Carpetbagger has an interesting post on right-wing outrage over a comment Obama made over the weekend. First, here's how Carpetbagger summarized the comment:
In New Hampshire over the weekend, Barack Obama told an audience that “we ended up launching a war that should have never been authorized and should have never been waged, and to which we now have spent $400 billion and have seen over 3,000 lives of the bravest young Americans wasted.”
The problem, of course, was the choice of the word "wasted." Michelle Malkin, among others, went bonkers, suggesting his remarks were “patronizing, infantilizing, and insulting” to our soldiers.
Obama has already walked back from the comment, and he did so in a fairly deft manner:
As he arrived in New Hampshire, Mr. Obama said he would “absolutely apologize” to military families if they were offended by a remark he made in Iowa while criticizing the Bush administration’s Iraq policy.

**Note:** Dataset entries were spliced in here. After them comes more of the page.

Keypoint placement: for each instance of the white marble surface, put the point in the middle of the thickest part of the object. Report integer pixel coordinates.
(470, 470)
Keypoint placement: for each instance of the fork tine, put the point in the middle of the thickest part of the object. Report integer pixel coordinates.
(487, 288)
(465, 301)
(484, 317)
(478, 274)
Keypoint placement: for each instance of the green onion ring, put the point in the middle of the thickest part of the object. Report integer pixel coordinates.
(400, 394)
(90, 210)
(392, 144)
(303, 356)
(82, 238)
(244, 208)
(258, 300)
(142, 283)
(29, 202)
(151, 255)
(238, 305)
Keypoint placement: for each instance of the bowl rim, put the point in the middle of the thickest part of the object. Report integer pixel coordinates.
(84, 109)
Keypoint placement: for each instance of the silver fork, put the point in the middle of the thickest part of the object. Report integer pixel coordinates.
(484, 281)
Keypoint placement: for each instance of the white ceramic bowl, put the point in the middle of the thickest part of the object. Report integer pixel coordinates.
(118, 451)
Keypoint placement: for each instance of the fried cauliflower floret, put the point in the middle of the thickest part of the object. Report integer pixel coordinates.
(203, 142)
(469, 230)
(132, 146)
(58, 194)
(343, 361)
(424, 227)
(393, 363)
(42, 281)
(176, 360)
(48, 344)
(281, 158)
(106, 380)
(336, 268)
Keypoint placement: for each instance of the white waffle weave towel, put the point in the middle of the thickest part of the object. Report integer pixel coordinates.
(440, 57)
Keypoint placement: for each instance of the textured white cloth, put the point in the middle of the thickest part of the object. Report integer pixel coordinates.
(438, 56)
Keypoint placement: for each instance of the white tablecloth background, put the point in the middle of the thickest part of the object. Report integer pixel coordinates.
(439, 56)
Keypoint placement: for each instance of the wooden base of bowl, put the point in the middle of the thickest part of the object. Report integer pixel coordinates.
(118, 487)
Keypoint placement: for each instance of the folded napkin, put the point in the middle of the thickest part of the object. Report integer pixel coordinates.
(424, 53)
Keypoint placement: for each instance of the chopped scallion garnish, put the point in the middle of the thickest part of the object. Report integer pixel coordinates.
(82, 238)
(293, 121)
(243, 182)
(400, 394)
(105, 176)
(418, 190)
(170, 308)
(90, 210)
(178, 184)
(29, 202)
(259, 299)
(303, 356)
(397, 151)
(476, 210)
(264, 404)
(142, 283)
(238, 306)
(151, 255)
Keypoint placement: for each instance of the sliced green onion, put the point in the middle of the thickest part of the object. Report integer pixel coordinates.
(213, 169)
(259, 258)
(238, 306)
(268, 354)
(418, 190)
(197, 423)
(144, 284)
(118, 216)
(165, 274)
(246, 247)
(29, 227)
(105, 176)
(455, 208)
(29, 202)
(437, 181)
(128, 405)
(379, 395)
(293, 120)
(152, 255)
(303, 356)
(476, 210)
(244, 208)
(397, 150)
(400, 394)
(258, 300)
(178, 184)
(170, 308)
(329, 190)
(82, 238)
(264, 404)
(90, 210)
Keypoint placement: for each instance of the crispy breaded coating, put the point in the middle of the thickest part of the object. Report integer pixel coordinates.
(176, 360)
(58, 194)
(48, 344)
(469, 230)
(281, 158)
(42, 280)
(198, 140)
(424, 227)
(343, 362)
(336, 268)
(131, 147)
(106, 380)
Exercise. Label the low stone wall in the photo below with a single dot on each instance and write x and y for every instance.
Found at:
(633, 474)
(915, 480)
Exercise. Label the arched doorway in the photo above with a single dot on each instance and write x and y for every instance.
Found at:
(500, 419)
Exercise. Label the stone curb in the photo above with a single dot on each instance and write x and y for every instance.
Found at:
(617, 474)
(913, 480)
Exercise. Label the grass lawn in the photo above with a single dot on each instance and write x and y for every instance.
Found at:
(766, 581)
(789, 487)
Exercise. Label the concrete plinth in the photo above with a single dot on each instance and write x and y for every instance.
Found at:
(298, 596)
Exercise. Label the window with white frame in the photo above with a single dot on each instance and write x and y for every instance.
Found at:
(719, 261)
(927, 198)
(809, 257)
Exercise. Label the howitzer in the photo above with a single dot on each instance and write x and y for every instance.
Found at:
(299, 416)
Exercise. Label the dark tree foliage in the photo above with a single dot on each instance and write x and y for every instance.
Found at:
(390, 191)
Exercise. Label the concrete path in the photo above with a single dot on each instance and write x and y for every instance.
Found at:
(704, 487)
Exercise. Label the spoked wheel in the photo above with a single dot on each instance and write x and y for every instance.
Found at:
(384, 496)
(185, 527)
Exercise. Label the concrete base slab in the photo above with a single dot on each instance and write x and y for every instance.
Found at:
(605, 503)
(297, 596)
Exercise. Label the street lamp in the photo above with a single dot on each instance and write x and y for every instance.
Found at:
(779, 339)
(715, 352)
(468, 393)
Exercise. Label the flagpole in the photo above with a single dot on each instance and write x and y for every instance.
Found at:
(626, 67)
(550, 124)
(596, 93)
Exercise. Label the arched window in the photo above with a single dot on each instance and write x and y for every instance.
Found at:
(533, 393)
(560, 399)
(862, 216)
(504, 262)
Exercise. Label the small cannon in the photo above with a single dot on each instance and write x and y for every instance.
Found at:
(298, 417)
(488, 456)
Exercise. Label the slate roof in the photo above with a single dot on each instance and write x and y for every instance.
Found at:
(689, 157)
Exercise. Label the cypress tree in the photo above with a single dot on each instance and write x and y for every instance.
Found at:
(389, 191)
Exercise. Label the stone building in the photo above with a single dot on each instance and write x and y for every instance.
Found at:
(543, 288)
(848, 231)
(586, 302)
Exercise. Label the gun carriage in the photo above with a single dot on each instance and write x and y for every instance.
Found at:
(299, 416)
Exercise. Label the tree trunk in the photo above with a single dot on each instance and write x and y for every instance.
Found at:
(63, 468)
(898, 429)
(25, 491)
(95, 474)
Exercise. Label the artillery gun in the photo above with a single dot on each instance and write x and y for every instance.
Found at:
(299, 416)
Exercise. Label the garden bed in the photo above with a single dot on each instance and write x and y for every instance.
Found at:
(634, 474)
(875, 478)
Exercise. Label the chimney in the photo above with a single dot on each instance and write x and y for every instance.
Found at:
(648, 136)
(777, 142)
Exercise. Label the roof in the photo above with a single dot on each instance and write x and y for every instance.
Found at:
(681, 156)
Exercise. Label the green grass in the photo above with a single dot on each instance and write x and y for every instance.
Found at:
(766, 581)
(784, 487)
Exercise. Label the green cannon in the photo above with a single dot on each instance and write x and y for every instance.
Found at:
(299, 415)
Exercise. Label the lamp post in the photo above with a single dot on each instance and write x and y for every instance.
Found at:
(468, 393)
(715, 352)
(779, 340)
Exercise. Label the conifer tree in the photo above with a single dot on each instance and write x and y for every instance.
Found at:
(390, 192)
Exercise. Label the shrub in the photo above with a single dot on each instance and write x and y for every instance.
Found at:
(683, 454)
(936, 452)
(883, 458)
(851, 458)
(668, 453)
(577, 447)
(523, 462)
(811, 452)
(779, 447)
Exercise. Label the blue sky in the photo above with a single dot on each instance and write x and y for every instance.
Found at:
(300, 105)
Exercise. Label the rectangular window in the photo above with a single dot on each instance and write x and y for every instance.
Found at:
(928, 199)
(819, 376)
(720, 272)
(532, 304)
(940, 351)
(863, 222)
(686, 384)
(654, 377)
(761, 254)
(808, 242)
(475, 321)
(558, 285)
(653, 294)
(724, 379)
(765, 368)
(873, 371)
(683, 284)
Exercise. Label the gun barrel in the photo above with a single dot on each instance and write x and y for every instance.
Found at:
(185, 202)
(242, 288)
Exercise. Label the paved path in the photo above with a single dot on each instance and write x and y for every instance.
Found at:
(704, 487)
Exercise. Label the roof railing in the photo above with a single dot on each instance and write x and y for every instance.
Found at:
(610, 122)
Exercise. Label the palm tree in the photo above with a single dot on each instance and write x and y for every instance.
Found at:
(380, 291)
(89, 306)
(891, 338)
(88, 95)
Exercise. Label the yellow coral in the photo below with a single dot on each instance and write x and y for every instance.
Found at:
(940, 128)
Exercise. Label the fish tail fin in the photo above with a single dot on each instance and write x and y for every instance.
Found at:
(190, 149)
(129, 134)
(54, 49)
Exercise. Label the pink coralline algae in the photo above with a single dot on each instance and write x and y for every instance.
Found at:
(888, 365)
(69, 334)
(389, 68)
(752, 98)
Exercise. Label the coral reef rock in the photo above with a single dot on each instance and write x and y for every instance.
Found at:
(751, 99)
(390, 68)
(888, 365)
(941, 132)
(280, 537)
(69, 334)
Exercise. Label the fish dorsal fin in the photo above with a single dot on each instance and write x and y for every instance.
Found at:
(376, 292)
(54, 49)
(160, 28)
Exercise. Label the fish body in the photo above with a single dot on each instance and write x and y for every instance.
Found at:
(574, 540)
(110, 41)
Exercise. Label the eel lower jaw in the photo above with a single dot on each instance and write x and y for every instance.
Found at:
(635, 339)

“What I would say — and meant to say — is that their service hasn’t been honored,” Mr. Obama told reporters in Nashua, N.H., “because our civilian strategy has not honored their courage and bravery, and we have put them in a situation in which it is hard for them to succeed.”[....]“Even as I said it,” Mr. Obama said Monday, “I realized I had misspoken.”
My guess is that this will most likely put an end to this pseudo-controversy. Even so, I want to take a look at Malkin's words for a moment. Apparently it is somehow "patronizing, infantilizing, and insulting" to suggest that lives can be wasted in war. Her choice of the word "infantilizing" here is interesting, because it seems to me that this is an incredibly childish view of how war actually works.
Two of the most common aphorisms about war have to do with war being "hell" and battles being conducted in a "fog." Implicit in both is the idea that in war, everything that can go wrong will. In WWII, for example, mistakes were so common that our GI's came up with a term for it - snafu: "Situation normal, all fucked up."
In war, mistakes don't just happen, they happen all the time. And by definition, that means that not only are lives often ended in ways that didn't allow them to be put to their best possible use, they at times end without being put to any good use at all.
Unless you are willing to believe it possible to fight a war without ever making any mistakes, it is impossible to believe that war can be fought without wasting human life. And more to the point, unless you are willing to believe that this war has been fought without any mistakes, a claim even Michelle Malkin wouldn't make, it is impossible to claim that no lives have been wasted.
Now add to the the fact that Obama has clearly stated in the past that this entire war was a tragic mistake, and you'll begin to see why he chose the words he chose.
All that said, from a purely pragmatic standpoint, I think Obama was right to walk back his comments. In a purely political context, there are much better ways to say what he said, formulations that will both keep the meaning intact and limit the ability of disingenuous pundits and opponents to launch attacks. In politics, what you say matters as much as how you say it, and its good to see that Obama clearly gets that.
My only question is this: If he realized he had misspoken even as he was finishing his sentence, why didn't he correct himself? And if he had, would that have made things better or worse? I don't have an answer, but it is definitely something to think about as the campaign rolls forward.